I’ve just taken up the Finale to Dorico offer and sat down today for a fiddle after watching the John Barron video. Using the demo piece ‘Iconica Trailer’ I tried changing the beam options to match what I use in Finale, and even described in the Dorico settings as ‘Ted Ross’, but with condensed parts the results are wrong/inconsistent. Imaged attached, the top staff does NOT straddle the staff line as it should, whilst the bottom staff does. It appears that you can’t edit beams in condensed parts - seems very restrictive if so. Any help appreciated.
Welcome to the forum.
If you mean manual editing, you can indeed. Switch to Engrave mode, make sure that Graphic editing is on, select the beam and use mouse or cursor keys woth modifiers to move it.
And this is the Graphic editing icon –
Thanks for your reply - I can edit in engraver mode. However, I just realised the problem is actually not the condensed parts, but the fact even flute 2 on its own doesn’t have the beam in the correct position (must be to do with the bottom staff line). Having to manually edit all of these will be a real pain. In addition, if I edit the beam in the single part first, this isn’t reflected in the condensed score, so I would need to edit twice! I’m assuming this is a bug then, otherwise a complete oversight…
This has to do with the nature of the condensing feature. I am pleased with my beam settings, but slurs for two condensing flutes for instance have to be edited in all three places; condensed score, flute part 1, flute part 2. One gets used to it.

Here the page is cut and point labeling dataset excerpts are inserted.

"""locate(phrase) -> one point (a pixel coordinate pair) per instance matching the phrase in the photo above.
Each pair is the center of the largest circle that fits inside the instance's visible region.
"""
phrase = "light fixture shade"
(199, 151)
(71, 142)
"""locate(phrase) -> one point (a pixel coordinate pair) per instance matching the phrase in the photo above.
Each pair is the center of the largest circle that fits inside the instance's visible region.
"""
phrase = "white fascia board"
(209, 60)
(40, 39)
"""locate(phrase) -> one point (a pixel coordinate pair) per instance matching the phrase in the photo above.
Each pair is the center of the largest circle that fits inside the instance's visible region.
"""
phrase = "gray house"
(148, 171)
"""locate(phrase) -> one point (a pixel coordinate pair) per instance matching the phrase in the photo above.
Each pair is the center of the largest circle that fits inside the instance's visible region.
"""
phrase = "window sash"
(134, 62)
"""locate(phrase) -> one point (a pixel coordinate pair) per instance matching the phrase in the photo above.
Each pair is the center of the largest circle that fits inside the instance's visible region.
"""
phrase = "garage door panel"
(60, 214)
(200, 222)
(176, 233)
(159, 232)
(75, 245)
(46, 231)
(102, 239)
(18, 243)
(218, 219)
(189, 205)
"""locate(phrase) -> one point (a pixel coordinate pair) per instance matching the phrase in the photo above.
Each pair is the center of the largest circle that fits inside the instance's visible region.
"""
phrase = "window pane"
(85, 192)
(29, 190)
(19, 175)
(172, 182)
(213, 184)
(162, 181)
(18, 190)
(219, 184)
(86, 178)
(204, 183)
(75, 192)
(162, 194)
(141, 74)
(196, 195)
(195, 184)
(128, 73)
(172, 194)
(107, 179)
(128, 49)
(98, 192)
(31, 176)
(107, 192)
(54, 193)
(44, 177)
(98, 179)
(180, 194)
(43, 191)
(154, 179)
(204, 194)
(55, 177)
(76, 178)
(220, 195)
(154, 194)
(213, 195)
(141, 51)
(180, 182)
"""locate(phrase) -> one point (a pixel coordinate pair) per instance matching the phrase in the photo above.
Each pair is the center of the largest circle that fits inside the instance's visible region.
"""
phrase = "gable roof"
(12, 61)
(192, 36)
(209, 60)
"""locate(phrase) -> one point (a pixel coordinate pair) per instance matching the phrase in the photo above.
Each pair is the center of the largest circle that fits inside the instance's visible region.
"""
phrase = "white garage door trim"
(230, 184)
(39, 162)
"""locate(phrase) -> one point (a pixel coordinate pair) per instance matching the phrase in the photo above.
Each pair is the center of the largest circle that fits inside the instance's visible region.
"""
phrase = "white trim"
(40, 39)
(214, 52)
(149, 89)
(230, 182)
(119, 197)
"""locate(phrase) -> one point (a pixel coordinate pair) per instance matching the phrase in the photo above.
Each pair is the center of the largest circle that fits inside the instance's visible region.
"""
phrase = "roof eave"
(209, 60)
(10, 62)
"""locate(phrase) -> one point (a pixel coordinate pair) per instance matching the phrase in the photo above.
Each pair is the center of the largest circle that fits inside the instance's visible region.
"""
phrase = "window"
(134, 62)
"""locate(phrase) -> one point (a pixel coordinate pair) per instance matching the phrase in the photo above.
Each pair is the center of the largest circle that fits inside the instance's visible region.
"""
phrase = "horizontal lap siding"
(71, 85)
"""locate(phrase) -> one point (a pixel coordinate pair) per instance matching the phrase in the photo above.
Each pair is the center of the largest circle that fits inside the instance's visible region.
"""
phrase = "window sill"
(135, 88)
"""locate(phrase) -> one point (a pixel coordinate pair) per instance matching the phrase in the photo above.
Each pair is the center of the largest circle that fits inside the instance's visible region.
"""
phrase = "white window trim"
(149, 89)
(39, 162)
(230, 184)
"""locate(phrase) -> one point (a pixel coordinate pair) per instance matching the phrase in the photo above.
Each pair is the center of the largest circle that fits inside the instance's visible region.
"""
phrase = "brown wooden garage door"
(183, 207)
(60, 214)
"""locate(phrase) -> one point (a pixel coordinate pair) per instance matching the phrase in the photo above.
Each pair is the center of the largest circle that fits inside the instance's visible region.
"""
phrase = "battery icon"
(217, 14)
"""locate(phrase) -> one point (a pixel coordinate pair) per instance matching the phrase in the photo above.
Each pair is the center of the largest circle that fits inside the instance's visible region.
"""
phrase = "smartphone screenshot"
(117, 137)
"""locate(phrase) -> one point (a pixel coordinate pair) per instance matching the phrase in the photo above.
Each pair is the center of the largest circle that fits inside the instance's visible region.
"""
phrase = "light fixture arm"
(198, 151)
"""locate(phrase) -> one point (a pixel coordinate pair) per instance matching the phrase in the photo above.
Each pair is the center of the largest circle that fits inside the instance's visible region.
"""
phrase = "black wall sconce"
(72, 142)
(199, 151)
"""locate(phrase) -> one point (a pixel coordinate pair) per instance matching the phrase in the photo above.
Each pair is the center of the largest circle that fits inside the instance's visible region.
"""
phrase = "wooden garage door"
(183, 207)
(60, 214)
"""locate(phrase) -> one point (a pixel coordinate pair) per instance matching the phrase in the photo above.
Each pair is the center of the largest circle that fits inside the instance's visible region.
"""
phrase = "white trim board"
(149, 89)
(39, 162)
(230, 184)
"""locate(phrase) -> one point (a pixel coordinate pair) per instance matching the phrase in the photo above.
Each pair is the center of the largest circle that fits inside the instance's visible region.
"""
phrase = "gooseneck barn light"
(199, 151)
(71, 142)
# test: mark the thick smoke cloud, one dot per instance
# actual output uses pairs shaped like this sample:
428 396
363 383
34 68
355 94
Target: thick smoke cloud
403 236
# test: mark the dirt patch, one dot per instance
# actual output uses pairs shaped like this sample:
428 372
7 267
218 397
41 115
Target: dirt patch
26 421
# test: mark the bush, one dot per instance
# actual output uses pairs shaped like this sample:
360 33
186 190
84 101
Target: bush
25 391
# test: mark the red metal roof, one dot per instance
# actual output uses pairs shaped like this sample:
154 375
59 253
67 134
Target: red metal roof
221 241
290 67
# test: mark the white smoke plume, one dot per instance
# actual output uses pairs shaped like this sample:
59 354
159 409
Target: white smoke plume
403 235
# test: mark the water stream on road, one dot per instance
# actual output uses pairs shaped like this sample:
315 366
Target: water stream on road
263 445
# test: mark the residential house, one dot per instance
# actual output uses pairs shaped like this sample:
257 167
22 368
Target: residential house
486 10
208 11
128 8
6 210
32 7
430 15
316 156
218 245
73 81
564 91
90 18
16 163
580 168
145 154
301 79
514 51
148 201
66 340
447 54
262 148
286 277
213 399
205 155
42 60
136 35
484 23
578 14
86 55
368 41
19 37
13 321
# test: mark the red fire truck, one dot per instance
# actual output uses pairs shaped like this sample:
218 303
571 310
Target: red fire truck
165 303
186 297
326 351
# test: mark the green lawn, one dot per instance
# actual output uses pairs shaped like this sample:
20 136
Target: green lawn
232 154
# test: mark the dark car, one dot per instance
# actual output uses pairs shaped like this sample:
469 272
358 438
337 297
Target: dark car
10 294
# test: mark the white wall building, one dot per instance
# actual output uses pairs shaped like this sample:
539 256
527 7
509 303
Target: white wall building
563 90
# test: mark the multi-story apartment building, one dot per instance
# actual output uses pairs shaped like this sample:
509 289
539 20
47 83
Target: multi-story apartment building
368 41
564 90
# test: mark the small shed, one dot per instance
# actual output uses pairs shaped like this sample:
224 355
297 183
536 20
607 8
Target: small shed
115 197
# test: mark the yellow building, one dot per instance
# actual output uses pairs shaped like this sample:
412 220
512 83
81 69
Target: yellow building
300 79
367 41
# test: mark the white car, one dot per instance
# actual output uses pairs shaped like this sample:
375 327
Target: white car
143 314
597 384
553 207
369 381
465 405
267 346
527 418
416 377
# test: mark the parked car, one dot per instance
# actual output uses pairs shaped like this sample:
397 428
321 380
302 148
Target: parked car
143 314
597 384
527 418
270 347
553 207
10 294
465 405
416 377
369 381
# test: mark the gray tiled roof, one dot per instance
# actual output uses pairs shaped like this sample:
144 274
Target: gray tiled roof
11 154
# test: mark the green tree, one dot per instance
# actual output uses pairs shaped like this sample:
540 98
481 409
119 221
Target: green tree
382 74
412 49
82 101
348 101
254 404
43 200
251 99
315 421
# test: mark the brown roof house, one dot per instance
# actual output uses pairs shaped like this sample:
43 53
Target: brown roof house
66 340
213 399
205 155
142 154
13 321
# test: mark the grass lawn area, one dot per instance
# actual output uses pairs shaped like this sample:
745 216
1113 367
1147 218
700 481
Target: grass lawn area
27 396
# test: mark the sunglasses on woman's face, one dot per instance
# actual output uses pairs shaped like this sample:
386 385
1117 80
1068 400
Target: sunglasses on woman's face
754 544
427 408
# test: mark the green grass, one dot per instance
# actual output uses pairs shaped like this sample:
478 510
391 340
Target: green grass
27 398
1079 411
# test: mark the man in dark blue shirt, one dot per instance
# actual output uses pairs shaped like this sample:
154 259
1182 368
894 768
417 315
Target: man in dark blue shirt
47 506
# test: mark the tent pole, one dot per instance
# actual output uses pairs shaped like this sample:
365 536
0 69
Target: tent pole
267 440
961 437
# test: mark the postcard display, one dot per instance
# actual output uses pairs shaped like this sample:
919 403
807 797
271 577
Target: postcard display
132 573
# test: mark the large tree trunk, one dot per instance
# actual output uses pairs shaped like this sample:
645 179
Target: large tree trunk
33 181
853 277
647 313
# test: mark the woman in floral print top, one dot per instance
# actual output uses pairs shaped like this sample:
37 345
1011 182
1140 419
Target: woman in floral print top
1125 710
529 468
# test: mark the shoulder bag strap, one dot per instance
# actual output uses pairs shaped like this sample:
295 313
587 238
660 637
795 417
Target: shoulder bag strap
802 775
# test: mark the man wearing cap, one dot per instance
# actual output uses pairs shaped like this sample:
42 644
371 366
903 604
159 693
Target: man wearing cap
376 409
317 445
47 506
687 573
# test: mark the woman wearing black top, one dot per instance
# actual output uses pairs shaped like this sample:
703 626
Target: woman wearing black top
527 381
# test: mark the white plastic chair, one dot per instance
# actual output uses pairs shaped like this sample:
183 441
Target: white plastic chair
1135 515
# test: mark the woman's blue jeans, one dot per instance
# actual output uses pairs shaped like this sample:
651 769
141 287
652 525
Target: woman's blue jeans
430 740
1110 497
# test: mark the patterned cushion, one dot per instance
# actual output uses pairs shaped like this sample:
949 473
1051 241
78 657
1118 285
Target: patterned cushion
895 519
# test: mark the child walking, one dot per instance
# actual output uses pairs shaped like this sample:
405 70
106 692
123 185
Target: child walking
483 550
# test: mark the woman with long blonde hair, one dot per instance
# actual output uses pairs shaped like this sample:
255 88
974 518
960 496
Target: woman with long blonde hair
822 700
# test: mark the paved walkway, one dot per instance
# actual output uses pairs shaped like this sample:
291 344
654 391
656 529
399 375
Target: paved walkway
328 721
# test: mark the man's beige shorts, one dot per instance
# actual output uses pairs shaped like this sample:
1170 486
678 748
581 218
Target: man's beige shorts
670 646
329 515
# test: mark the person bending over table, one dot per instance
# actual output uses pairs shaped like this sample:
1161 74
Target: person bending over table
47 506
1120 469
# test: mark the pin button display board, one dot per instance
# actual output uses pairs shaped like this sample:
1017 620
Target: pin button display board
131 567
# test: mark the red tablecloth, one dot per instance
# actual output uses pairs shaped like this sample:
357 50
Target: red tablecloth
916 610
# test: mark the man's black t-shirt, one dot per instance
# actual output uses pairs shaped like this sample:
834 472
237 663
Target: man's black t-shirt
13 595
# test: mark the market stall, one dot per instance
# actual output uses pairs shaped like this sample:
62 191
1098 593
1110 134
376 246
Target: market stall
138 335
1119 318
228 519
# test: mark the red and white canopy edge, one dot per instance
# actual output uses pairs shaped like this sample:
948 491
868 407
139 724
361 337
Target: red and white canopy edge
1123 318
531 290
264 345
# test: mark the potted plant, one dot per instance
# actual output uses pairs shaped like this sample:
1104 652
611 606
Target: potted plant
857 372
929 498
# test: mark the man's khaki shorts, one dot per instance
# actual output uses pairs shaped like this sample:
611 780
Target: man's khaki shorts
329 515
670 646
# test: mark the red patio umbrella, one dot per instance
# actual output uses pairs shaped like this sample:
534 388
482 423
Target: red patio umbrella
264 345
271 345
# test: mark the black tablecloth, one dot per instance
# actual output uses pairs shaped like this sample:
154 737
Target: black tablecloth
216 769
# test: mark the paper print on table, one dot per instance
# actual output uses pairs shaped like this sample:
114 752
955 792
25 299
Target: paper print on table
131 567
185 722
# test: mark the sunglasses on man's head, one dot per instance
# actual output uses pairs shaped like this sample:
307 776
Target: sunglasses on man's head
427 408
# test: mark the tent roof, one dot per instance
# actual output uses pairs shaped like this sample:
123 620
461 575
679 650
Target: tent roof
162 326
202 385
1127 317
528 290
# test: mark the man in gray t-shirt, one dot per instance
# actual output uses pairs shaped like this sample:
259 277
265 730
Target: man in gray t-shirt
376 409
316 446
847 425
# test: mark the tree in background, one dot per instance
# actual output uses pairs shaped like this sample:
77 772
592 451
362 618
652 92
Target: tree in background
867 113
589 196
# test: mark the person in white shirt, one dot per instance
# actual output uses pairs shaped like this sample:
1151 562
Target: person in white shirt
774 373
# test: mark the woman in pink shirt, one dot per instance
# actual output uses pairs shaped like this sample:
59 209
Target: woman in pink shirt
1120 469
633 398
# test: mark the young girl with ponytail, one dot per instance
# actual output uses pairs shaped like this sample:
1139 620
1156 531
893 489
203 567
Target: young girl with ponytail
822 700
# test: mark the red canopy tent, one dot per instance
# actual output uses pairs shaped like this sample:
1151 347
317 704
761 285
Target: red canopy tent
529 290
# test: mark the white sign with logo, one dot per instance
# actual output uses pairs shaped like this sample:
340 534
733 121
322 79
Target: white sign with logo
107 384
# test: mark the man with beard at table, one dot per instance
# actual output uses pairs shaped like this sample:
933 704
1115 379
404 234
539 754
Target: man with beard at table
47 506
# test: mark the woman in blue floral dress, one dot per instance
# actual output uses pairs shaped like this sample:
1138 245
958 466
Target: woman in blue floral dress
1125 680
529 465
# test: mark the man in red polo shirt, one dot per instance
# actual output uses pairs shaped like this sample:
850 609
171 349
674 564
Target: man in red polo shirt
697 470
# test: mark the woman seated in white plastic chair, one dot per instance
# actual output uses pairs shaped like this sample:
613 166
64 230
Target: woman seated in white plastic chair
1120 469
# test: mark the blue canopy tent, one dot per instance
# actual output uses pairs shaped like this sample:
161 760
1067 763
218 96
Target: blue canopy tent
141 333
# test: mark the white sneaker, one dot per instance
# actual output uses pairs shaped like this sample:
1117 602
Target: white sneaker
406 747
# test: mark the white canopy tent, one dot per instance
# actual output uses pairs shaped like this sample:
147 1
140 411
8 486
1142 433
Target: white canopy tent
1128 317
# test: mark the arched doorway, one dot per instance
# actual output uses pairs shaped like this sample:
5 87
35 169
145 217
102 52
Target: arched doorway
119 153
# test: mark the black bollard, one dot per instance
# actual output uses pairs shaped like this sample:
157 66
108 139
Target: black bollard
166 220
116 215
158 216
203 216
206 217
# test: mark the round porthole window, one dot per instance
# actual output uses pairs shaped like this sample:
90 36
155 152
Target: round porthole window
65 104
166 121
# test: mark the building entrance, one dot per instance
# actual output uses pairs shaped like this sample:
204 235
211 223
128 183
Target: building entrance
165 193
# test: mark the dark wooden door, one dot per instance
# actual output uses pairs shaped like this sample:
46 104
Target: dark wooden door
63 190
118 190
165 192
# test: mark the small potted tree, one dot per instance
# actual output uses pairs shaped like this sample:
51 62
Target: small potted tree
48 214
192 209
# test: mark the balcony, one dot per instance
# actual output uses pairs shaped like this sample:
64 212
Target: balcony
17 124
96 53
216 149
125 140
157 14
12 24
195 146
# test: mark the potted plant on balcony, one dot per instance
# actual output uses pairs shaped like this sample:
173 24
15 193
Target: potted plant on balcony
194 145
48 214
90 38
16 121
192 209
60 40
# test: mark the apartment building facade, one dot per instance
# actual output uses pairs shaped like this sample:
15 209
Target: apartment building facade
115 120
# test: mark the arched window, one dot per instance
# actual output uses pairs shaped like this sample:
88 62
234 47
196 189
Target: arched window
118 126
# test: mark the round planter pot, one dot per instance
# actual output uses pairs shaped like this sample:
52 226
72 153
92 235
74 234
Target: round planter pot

Yes, it is intentional that graphical edits made to the uncondensed material are not carried through to the condensed material, so that you can handle them independently if required. However, we know it would sometimes be useful to be able to tell Dorico to propagate properties from the uncondensed to condensed material, and this is something we are considering adding in future.
There are further settings related to stem lengths on the Notes page of Engraving Options that you should investigate in order to influence how Dorico vertically snaps beams to valid positions.
Thanks Daniel - I managed to fix that example by extending the stem shortening settings by 1 each way. However, I can’t for the life of my understand why my quavers on the 2nd or
3rd space aren’t having stems shortened when the setting is clearly turned on. This is going to do my head in!
Beaming is a huge mess of interrelated settings, so it’s hard to know exactly what to change. If you are looking for Ross-style beams by default, it is possible to get fairly close, but not exact. (At least I never quite got there.) I believe my defaults with your example are all correct though according to Ross, so there are settings that can be improved. All of the below are unedited and are just using my own defaults:
Condensing on
Condensing off
The factory shortened stem lengths are much longer than what Ross prescribes. The shortened stem length for eighths in the factory settings is 3 spaces which is way too long IMO. Beams / Snap to line positions also comes into play. There was a longish thread over on Notat.io where a several of us were comparing our Dorico beam settings and I posted most of mine.
Thanks Fred - you are correct it is a huge mess of interrelated settings. I managed to fix my 2nd/3rd space stem length issue by changing ‘flat quaver beams with INNER note closer to the beam…’ to ‘Allow stem shortening’ even though my example doesn’t have an inner note.
Yeah, I have that one checked in my defaults too.